Investors have not been happy about the pending merger between Chase Manhattan Corp. and J. P. Morgan & Co., but we suspect that not many are aware of a RICO suit against them in which Japan's Sumitomo Bank is seeking $532 million from Chase and $735 million from Morgan.

At the end of October, a Federal judge refused to dismiss the lawsuits, which allege that the two banks aided and abetted a rogue trader in a global scam involving the copper market.

The case is not frivolous. The plaintiff is giant Sumitomo, and its law firms are no get-rich-quick class action attorneys. Paul, Weiss, Rifkind, Wharton & Garrison represents Sumitomo against Morgan, and Kronish, Lieb, Weiner & Hellman against Chase.

Sumitomo alleges that Chase and Morgan made huge loans to Yasuo Hamanaka, a former trader at Sumitomo, and helped Hamanaka disguise the fact that they were loans. The former Sumitomo trader is appealing an 8-year prison sentence in Japan for fraud and forgery.

Although judges often chafe when parties assert racketeering claims under the federal "RICO" statute in commercial disputes, Judge John S. Martin of the federal district court in New York City sided with Sumitomo in his Oct. 30 decision denying Morgan's and Chase's motions to dismiss Sumitomo's complaint against them.
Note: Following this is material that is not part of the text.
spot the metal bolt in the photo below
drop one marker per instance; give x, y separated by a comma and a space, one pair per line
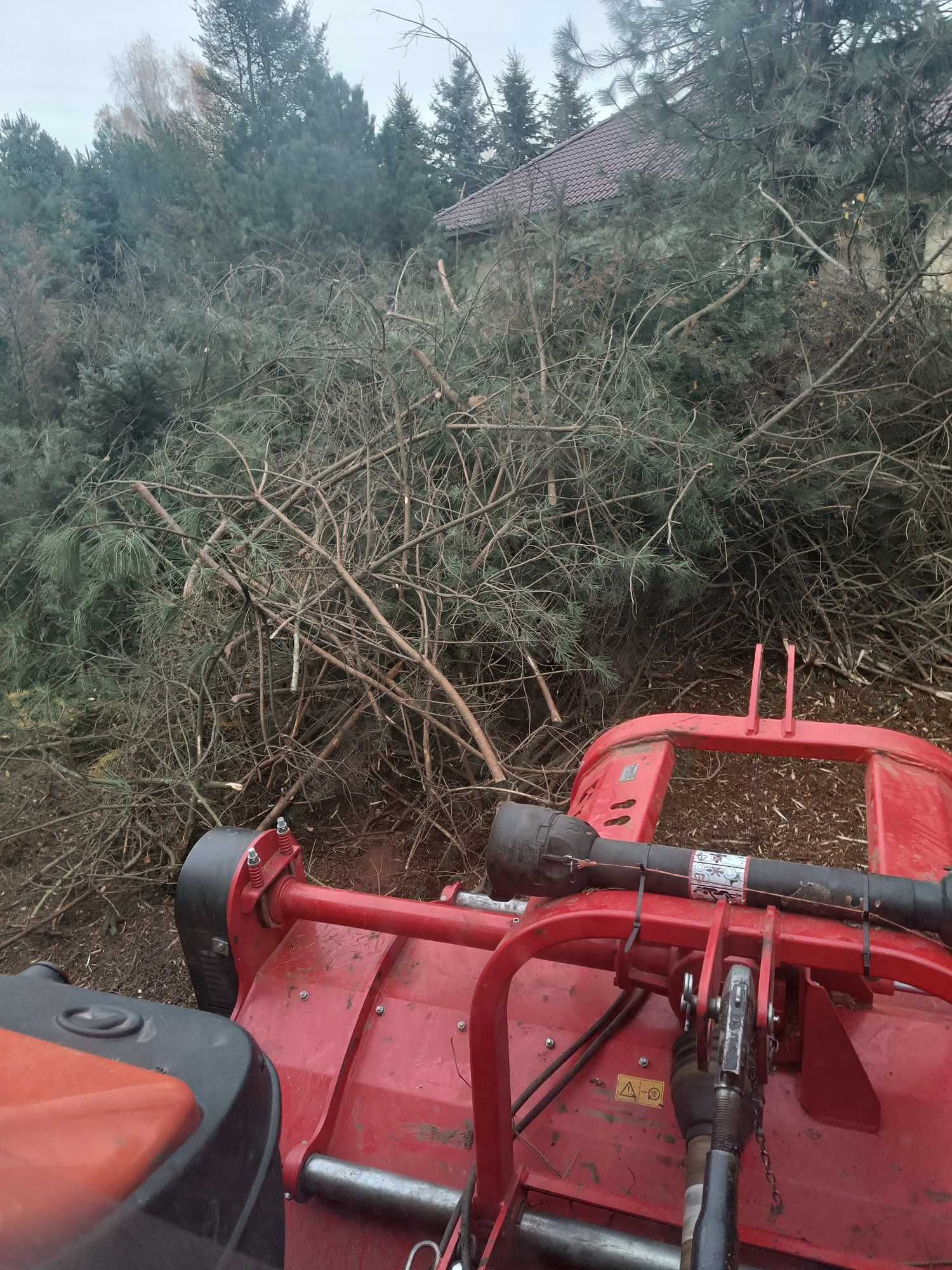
255, 868
286, 839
By permitting Sumitomo to proceed--possibly to a jury--with its RICO claims, Judge Martin greatly improved Sumitomo's chances to recover a bounty in the litigation. If Sumitomo succeeds on those claims, it may recover three times its losses and its attorneys' fees. Sumitomo also is pursuing intentional fraud claims that were not attacked in the recent court skirmish.